On Thu, Feb 28, 2019 at 11:11 AM Neil Schemenauer <nas-python@arctrix.com> wrote:
Implementing this handle layer for CPython should be quite easy. PyObject_FromRef can just be a typecast from pyref* to PyObject*. No extra piece of memory needs to be allocated because the pyref object already has space for the reference count. In debug builds, CPython should check that the handle API is used correct (e.g. add a field to keep track that handles are properly closed).
It is possible, today, to treat PyObject* as an opaque handle if you do not stray far from the limited API. (PyPy is less restricted than that.) In my experience, this kind of handle can be a pair of a pointer to an object and a reference count and a PyObject* points to that pair. These pairs would be stored together with other handles in a dense array, something that is easy to allocate from and for the garbage collector to visit. The reference count field does add a word of overhead but that is offset by not storing reference counting metadata in the rest of your heap objects.

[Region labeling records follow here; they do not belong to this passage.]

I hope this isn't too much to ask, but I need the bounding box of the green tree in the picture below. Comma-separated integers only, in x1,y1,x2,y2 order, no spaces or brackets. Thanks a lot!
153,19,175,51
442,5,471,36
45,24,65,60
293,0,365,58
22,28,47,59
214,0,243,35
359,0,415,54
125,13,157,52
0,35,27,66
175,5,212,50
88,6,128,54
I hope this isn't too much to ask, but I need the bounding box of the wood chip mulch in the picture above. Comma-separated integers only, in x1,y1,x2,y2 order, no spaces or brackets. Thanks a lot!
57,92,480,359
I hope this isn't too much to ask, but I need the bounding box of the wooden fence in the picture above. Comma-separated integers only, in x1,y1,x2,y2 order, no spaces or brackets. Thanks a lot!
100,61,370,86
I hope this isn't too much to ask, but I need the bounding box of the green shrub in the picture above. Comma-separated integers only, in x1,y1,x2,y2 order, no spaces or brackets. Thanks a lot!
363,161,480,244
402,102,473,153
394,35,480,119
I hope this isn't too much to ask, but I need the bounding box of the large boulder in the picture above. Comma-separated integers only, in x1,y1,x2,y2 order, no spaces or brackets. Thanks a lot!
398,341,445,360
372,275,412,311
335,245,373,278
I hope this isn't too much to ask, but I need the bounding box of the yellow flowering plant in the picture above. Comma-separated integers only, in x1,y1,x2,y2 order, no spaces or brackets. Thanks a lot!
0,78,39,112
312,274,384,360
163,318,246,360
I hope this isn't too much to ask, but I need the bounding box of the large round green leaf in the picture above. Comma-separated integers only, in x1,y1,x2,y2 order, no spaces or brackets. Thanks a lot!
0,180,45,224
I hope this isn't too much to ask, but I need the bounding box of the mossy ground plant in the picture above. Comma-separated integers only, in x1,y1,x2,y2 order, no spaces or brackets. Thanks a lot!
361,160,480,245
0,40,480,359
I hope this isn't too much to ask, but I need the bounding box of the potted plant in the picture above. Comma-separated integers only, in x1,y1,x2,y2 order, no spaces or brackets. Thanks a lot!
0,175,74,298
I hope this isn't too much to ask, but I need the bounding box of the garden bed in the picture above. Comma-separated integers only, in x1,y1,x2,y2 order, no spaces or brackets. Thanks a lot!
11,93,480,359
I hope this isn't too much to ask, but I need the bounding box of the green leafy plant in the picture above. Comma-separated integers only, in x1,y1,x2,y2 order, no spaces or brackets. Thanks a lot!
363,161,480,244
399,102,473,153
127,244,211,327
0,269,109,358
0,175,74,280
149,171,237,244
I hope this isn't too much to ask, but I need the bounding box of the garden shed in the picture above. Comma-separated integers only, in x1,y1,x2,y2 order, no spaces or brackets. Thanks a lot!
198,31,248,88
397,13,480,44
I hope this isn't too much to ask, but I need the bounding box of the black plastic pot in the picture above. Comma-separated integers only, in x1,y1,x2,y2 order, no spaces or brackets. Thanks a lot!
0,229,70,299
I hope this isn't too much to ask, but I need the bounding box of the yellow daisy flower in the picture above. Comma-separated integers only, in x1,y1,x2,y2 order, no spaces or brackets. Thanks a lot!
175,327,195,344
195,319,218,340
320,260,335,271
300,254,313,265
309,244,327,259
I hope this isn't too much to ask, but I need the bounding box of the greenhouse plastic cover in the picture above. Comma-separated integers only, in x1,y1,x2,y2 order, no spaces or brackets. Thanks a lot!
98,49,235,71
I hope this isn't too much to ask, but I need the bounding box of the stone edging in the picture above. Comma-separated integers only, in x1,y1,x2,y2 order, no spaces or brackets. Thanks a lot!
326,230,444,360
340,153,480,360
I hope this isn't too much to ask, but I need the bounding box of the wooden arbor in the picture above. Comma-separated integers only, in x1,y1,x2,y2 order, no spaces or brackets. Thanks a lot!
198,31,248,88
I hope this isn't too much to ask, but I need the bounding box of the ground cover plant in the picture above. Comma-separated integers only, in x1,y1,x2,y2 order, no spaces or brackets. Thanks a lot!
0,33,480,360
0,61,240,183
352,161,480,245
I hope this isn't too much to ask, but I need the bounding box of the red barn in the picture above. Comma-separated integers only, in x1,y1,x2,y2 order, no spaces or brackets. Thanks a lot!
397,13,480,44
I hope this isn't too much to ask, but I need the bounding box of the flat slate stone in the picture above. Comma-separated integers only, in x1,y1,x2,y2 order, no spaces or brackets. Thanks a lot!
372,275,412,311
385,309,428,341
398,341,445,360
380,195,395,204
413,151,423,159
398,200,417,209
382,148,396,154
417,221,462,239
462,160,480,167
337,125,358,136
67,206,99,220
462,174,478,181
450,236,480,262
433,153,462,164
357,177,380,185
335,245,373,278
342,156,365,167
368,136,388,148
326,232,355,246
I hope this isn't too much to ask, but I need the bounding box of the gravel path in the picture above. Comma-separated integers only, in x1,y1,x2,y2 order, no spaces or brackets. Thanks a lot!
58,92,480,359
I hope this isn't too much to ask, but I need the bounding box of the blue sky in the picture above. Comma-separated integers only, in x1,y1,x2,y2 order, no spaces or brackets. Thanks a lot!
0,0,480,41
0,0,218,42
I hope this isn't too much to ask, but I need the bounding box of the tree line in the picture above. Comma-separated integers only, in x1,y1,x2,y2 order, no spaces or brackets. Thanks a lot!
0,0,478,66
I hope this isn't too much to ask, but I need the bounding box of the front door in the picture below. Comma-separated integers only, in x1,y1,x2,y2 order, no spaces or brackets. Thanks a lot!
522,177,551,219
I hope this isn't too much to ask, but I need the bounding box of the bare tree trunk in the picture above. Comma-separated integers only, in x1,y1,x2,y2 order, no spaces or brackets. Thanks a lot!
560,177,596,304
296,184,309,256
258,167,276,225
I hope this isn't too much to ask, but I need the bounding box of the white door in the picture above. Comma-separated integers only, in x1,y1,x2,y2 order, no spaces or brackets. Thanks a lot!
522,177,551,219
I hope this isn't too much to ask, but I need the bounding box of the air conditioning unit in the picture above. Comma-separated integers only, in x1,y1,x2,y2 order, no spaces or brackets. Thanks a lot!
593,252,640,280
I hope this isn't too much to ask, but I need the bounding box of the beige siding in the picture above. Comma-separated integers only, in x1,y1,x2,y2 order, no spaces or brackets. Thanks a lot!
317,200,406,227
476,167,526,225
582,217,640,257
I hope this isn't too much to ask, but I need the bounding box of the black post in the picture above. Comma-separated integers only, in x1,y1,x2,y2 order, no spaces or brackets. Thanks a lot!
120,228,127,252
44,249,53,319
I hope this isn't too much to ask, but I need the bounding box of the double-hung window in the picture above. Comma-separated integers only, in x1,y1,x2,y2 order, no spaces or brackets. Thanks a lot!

An interesting property of PyObject* relative to your proposal here is that PyObject* is a direct pointer to an object. This means code expects to be able to compare a PyObject* for identity equality using == as one would do for any other object in C. To ensure that every PyObject* has this property, a mapping from an object to its unique handle must be done when passing it between Python and C. Different implementation techniques for this mapping will make the lookup faster or slower.
This relates to an interesting consequence of something like PyHandle. If PyHandles are not mapped one-to-one to an object, identity comparisons will need to go through a function call. Furthermore, a compatibility scheme such as converting a PyHandle to a PyObject* would be more complicated than a simple wrapping of the PyHandle as the resulting PyObject* would not be identity equal to any other PyObject* referring to the same object.
There are a lot of design considerations and experience with handles in other languages that can inform a design for CPython. For example, references in Java's JNI are most commonly implemented as a handle that indirectly references an object. As such, a user of JNI must be careful to compare references using the IsSameObject predicate instead of an ordinary == compare in C . Despite JNI being >20 years old, this remains counterintuitive and is common source of bugs as you can infer from this Android SDK guide
https://developer.android.com/training/articles/perf-jni
Another lesson we can learn from JNI is that all of the bugs associated with file descriptors apply to handles. Because references to things in memory are more common than file descriptors, these bugs become a lot more commonly occurring. A good implementation of JNI will avoid using stack addresses or dense integers as a handle value because it is too hard to ensure those values are not stale and do not alias to something that shouldn’t belong to you. Therefore, a good implementation typically avoids recycling references and obfuscates their values using some form of encryption. This adds to the overhead of using a reference and the complexity of implementing JNI.
Because of all of the accumulated experience with handles in other systems, I think CPython is positioned to do much better than its predecessors. Having a PyHandle prototype as a third-party extension for experimentation purposes will go even further to help avoid making subtle mistakes that affect developers for decades to come.